A: This tends to be one of the more common types of litigation. Essentially, a business will offer goods and/or services on a revolving account basis to another. When those invoices remain unpaid, litigation may be necessary. The typical first step is to assemble all written documents exchanged between the parties. Next, a demand letter stating that the other party is in breach of the arrangement would be sent, detailing what the other side needs to do in order to rectify the situation. Should the sides fail to reach a settlement, then the side owed money can file a suit in which a representative of the company that issued the invoices swears to the truthfulness of the invoices. This is called a “sworn account suit”   This forces the other side to have to file a sworn answer stating that they do not owe the invoices.

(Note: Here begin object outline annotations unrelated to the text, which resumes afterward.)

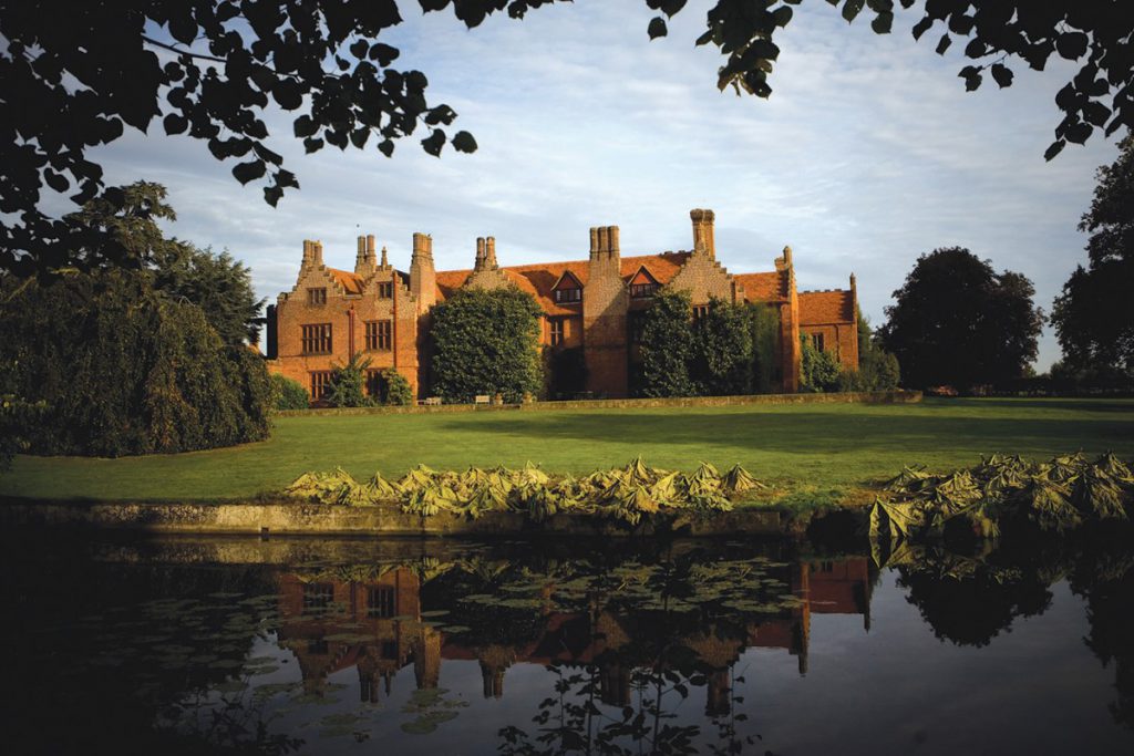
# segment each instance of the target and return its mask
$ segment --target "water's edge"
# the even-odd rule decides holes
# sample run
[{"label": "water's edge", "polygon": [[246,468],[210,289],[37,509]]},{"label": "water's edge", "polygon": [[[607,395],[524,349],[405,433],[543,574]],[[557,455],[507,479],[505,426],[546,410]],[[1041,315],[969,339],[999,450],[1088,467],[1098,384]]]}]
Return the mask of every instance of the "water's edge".
[{"label": "water's edge", "polygon": [[248,535],[370,536],[492,536],[551,533],[583,536],[651,535],[659,532],[689,536],[787,535],[782,512],[744,509],[711,515],[655,517],[634,528],[593,517],[555,515],[533,523],[525,512],[485,512],[468,519],[452,512],[421,517],[395,507],[346,507],[306,503],[103,503],[0,502],[5,527],[130,529],[154,533]]}]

Q: What does litigation of business disputes involve?
A: Litigation means filing a civil lawsuit to resolve a dispute. The process includes finding an attorney, filing a suit, conducting discovery, arguing pretrial motions, presenting the case at trial, and sometimes appealing the judgment. At any point throughout the litigation process, the parties may negotiate to settle the case.  It can be a lengthy process depending on the parties, the court systems and the opposing attorney.

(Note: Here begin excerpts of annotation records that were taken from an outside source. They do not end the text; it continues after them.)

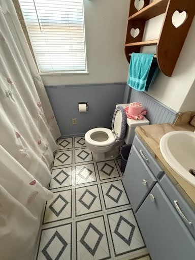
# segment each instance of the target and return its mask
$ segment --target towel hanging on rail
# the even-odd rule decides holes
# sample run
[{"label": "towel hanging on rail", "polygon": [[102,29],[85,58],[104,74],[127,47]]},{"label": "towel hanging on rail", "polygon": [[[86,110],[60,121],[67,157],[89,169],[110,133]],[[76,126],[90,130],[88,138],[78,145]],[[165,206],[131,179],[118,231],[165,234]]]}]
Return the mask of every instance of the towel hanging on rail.
[{"label": "towel hanging on rail", "polygon": [[159,71],[154,54],[132,54],[127,84],[140,91],[148,91]]}]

Q: Do I have to prove fault of the other spouse to get a divorce?
A: No. You do not have to show fault to get a divorce in Texas.

Q: Where do I have to file for divorce?
A: You may file for divorce in either the county where you or your spouse resides.  However, there are certain time limitations that may affect this.  If you have recently moved from one county to another, you need to have been a resident of the new county for at least 90 days before you may file there.

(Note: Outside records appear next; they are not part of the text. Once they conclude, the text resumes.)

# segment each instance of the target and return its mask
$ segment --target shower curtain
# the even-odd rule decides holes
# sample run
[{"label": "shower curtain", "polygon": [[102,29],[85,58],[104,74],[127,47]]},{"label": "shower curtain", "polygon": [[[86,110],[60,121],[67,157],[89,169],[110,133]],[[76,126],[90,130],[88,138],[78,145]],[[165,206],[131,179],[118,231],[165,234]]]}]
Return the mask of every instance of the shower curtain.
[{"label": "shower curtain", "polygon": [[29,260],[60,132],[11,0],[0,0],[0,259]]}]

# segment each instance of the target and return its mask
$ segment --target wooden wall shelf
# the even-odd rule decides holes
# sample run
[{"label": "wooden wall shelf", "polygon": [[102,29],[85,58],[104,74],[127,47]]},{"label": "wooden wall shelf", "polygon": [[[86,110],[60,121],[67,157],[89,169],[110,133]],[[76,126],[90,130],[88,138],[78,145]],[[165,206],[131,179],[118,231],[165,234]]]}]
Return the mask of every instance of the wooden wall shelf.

Q: How long do I need to be in Texas before I can file for divorce, or do something else related to my family law case?
A: You need to have lived within Texas for a minimum of six (6) months for Texas to gain jurisdiction.  You should be able to show proof of such residency.

Q: How long does it take to get a divorce?
A: One of the most difficult questions to answer.  There is a minimum time mandated by the Texas Family Code of 60 days from the time of filing before a divorce may be signed and entered by the court.  However, that is only the bottom limit.  There is no real top limit as to how long it can possibly take, except for the patience of the court.  Generally speaking, uncontested divorces are usually completed within 75 days from the time they are filed.  Depending on the level of contested issues in a case, they may last up to 1.5 to 2 years.  We do everything we can to reduce the time, but it takes both sides coming to an agreement to move things along faster and sometimes such agreements simply do not occur.

Q: What is a guardianship and what is it used for?
A: A parent is a guardian of their minor child, but after the child reaches the age of 18 the child effectively becomes their own guardian.  However, if for reasons of incapacity or disability of some nature an individual, though legally an adult cannot make their own decisions in such a way as to adequately protect and provide for themselves, they may need another person to act as their guardian in adult life.  Many persons who have suffered traumatic brain injury are in need of guardianships by a member of their family or friends, as do persons who have suffered from strokes or related medical events.  The Guardian is able to step into the shoes of the effected person and render decisions and take actions on their behalf.  Guardianships are very often used by the children of an elderly parent who, because of illness or injury, is no longer able to take action on matters which typically require their competency, such as the making of wills, the selling of property, payment of debts, transferring property, etc.  Some of these actions may be handled also through various power of attorney documents, but the Guardian, once appointed by the court, is able to take any such actions on behalf of the person on whose behalf they are appointed with no further action necessary in court.